Professor Subbarao said there was no evidence to support routine booster shots – except perhaps in immunosuppressed people – had any benefit.

“We have shifted our expectations to actually wanting the vaccine to reduce transmission,” she said.

“These vaccines were not designed to reduce transmission. If they reduced transmission that was an extra, but now that is something we want to see happen because we want this pandemic to be brought under control.”

The principal behind administering an additional dose would be to shore up those levels of antibodies that were waning in the hope they would provide better protection against the Delta variant, and may in fact prevent and reduce transmission.

“We have no evidence, no data to say that would happen, but there’s a real tension because the policy makers and politicians are responsible for protecting their own citizens and that is what they want to do and if the scientific evidence says that there might be a benefit to a third dose and they can afford to buy that third dose they want to do that,” Professor Subbarao said.

“On the other hand, the tension is the fact that if we recognise that this pandemic is continuing as it is because people are unvaccinated – 98 per cent of the world’s population is unvaccinated – so what is the end game?

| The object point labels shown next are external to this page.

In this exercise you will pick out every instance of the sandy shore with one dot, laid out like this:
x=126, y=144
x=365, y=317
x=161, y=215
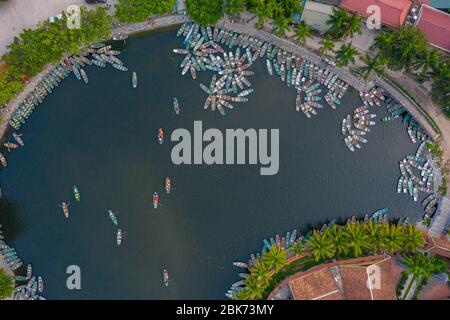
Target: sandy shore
x=170, y=20
x=153, y=24
x=8, y=271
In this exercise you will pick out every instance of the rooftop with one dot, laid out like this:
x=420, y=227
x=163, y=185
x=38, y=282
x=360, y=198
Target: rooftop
x=436, y=26
x=367, y=278
x=315, y=284
x=393, y=12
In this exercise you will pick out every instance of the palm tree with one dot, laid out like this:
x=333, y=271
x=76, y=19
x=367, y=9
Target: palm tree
x=427, y=61
x=235, y=7
x=281, y=26
x=6, y=285
x=275, y=258
x=327, y=46
x=261, y=13
x=421, y=265
x=384, y=41
x=321, y=245
x=412, y=239
x=297, y=247
x=339, y=240
x=393, y=238
x=302, y=31
x=375, y=235
x=346, y=54
x=358, y=240
x=372, y=65
x=260, y=271
x=353, y=25
x=337, y=22
x=254, y=290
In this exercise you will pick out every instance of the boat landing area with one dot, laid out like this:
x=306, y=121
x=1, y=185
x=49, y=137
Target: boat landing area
x=356, y=83
x=4, y=266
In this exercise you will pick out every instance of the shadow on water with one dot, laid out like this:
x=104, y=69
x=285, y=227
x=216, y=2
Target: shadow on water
x=13, y=226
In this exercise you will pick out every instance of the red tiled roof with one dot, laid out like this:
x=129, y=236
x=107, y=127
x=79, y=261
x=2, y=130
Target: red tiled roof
x=436, y=26
x=314, y=284
x=355, y=280
x=393, y=12
x=352, y=282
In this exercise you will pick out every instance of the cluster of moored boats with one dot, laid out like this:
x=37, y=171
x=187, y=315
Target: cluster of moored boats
x=31, y=287
x=292, y=238
x=416, y=173
x=308, y=79
x=98, y=54
x=11, y=146
x=356, y=126
x=204, y=50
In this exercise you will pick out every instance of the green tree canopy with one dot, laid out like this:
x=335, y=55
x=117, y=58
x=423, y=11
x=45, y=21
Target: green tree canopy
x=235, y=7
x=346, y=54
x=302, y=31
x=321, y=245
x=33, y=49
x=130, y=11
x=327, y=46
x=6, y=285
x=372, y=65
x=421, y=265
x=401, y=47
x=205, y=12
x=275, y=258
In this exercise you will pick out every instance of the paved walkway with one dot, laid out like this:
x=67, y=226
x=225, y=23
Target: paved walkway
x=418, y=114
x=8, y=271
x=287, y=45
x=441, y=218
x=16, y=15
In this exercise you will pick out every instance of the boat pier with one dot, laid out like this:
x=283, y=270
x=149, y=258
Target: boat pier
x=151, y=24
x=344, y=75
x=412, y=108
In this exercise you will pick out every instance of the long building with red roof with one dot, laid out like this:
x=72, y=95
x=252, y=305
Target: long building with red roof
x=393, y=12
x=435, y=24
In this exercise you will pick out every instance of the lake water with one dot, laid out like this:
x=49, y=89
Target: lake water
x=101, y=137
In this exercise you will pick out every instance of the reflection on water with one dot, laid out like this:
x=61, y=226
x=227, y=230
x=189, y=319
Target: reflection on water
x=101, y=137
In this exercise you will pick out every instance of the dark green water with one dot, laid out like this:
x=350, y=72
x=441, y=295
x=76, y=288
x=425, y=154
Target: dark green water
x=101, y=137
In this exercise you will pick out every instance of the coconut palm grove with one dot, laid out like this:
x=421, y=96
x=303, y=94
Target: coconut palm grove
x=224, y=150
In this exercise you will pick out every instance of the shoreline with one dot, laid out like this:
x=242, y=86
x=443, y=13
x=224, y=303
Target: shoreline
x=161, y=22
x=149, y=25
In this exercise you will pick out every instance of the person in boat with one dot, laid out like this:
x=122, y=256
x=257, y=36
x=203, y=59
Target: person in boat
x=160, y=135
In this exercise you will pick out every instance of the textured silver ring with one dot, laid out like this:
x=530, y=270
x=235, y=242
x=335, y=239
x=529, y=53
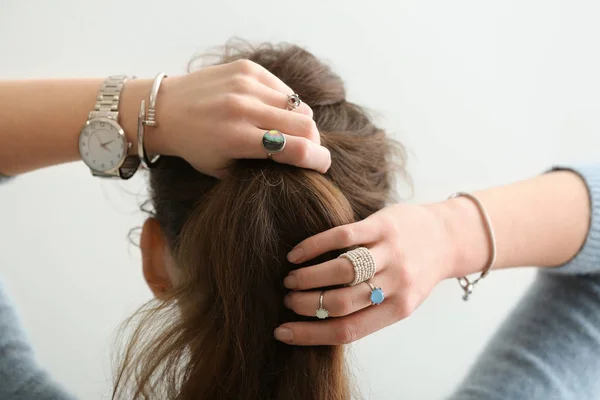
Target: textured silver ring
x=363, y=263
x=293, y=102
x=377, y=295
x=273, y=142
x=321, y=313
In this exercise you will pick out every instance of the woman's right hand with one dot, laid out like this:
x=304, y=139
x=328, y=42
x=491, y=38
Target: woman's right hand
x=414, y=249
x=218, y=114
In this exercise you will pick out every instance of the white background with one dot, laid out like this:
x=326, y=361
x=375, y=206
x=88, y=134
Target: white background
x=480, y=92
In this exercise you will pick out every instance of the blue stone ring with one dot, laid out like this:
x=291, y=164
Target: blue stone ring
x=377, y=296
x=273, y=142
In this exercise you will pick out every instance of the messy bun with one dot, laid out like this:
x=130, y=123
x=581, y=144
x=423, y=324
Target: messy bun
x=212, y=337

“How do we get out of this if we just keep vaccinating people in middle and high income countries over and over and over again, while new variants emerge because there’s uncontrolled replication of the virus in other countries around us?

“It’s not feasible to maintain this strategy of vaccinating people that are already vaccinated and not vaccinating people that aren’t because it’s the new variants that emerge that are really causing the issue of whether to revaccinate.”